Yun-Nung (Vivian) Chen
Associate Professor / National Taiwan University
Robustness, Scalability, and Practicality of Conversational AI
Abstract: Even conversational systems have attracted a lot of attention recently, there are many remaining challenges to be resolved. This talk presents three different dimensions for improvement: 1) Robustness — how to deal with speech recognition errors for better language understanding performance, 2) Scalability — how to better utilize the limited data, and 3) Practicality — how to naturally perform recommendation in a conversational manner. All directions enhance the usefulness of conversational systems, showing the potential of guiding future research areas
Bio: Yun-Nung (Vivian) Chen is currently an associate professor in the Department of Computer Science & Information Engineering at National Taiwan University. She earned her Ph.D. degree from Carnegie Mellon University, where her research interests focus on spoken dialogue systems and natural language processing. She was recognized as the Taiwan Outstanding Young Women in Science and received Google Faculty Research Awards, Amazon AWS Machine Learning Research Awards, MOST Young Scholar Fellowship, and FAOS Young Scholar Innovation Award. Her team was selected to participate in the first Alexa Prize TaskBot Challenge in 2021. Prior to joining National Taiwan University, she worked in the Deep Learning Technology Center at Microsoft Research Redmond.
Staff Research Scientist / DeepMind
On opportunities and challenges on communicating using Large Language Models
Abstract: From science fiction to Turing’s seminal work on AI, language and communication have been among the central components of intelligent agents. Towards that dream, the new-generation of large language models (LLMs) have recently given rise to a new set of impressive capabilities, from generating human-like text to engaging in simple, few-turn conversations. So, how close do LLMs bring us to being able to interact with such intelligent agents during our lifetime? In this talk, I will review key recent developments on LLMs by the community and I will discuss these in the context of advancing communication research. At the same time, I will also highlight challenges of current models in producing goal-driven, safe and factual dialogues. Capitalizing on their strengths and addressing their weaknesses might allow us to unlock LLMs full potential in responsibly interacting with us, humans, about different aspects of our lives.
Bio: Angeliki Lazaridou is a Staff Research Scientist at DeepMind. She received a PhD in Brain and Cognitive Sciences from the University of Trento.
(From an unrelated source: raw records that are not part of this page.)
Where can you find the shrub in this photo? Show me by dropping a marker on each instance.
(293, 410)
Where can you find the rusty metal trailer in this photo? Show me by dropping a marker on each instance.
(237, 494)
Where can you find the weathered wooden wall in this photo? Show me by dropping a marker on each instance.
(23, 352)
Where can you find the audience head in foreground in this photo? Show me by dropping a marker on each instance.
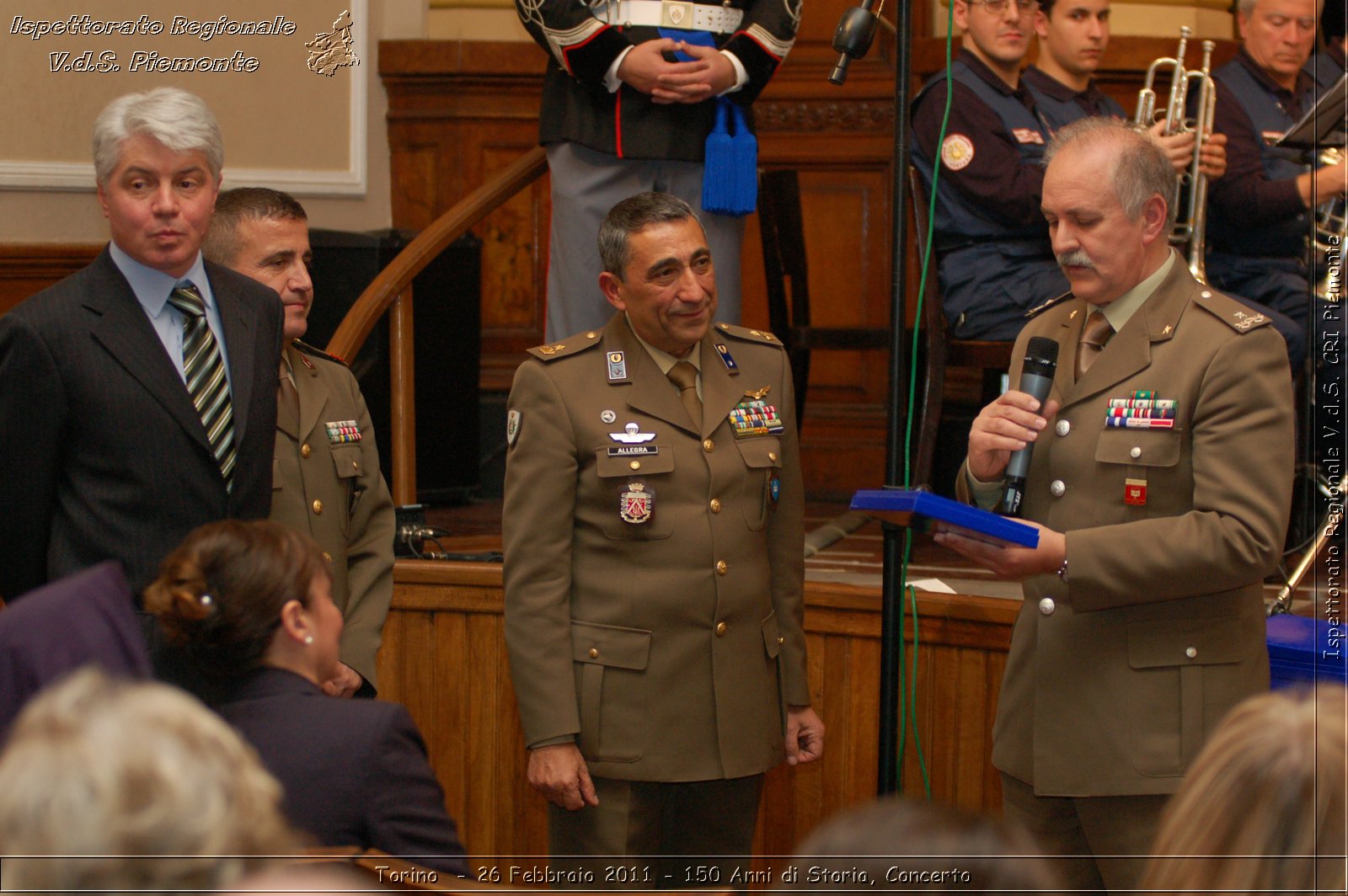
(1264, 808)
(152, 788)
(905, 844)
(249, 604)
(240, 596)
Her PhD initially focused on developing neural network models and techniques for teaching agents language in grounded environments. However, one day in late 2015, while walking towards the lab she realized that interaction and communication should play a key role in this learning 💡. This was the beginning of her work in deep learning and multi-agent communication. In the following years, she looked at this fascinating problem from many different angles: how to make this learning more realistic or how to extend findings from cooperative to self-agents and even how to make this communication resemble more natural language. Currently, she spends most of her time thinking and working on how to best make language models be in sync with the complex and ever-evolving world.
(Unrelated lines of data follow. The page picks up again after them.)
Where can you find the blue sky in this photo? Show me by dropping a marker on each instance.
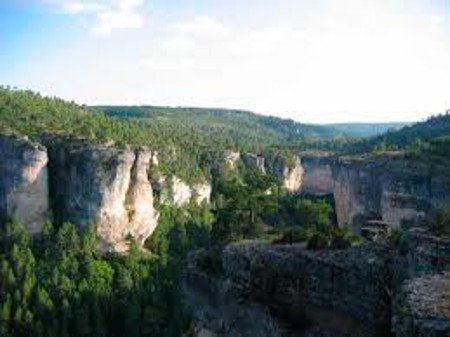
(313, 61)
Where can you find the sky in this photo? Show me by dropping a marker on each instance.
(315, 61)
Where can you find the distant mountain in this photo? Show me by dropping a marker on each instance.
(366, 129)
(434, 131)
(242, 127)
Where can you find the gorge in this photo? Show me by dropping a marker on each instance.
(201, 236)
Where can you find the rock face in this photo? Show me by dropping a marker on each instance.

Professor / University of British Columbia
Unlimited discourse structures in the era of distant supervision, pre-trained language models and autoencoders
Abstract: Historically, discourse processing relies on human annotated corpora that are very small and lack diversity, often leading to overfitting, poor performance in domain transfer, and minimal success of modern deep-learning solutions. So, wouldn’t it be great if we could generate an unlimited amount of discourse structures for both monologues and dialogues, across genres, without involving human annotation? In this talk, I will present some preliminary results on possible strategies to achieve this goal: by either leveraging natural text annotations (like sentiment and summaries), by extracting discourse information from pre-trained and fine-tuned language models, or by inducing discourse trees from task-agnostic autoencoding learning objectives. Besides the many remaining challenges and open issues, I will discuss the potential of these novel approaches not only to boost the performance of discourse parsers (NLU) and text planners (NLG), but also lead to more explanatory and useful data-driven theories of discourse.
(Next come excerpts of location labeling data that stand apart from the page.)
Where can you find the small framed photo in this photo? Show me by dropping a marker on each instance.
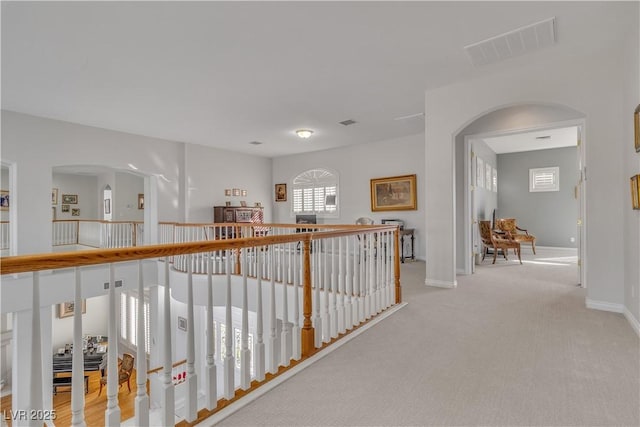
(635, 192)
(182, 323)
(70, 199)
(281, 192)
(66, 308)
(4, 200)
Bio: Giuseppe Carenini is a Professor in Computer Science and Director of the Master in Data Science at UBC (Vancouver, Canada). His work on natural language processing and information visualization to support decision making has been published in over 140 peer-reviewed papers (including best paper at UMAP-14 and ACM-TiiS-14). Dr. Carenini was the area chair for many conferences including recently for ACL’21 in “Natural language Generation”, as well as Senior Area Chair for NAACL’21 in “Discourse and Pragmatics”. Dr. Carenini was also the Program Co-Chair for IUI 2015 and for SigDial 2016. In 2011, he published a co-authored book on “Methods for Mining and Summarizing Text Conversations”. In his work, Dr. Carenini has also extensively collaborated with industrial partners, including Microsoft and IBM. He was awarded a Google Research Award in 2007 and a Yahoo Faculty Research Award in 2016.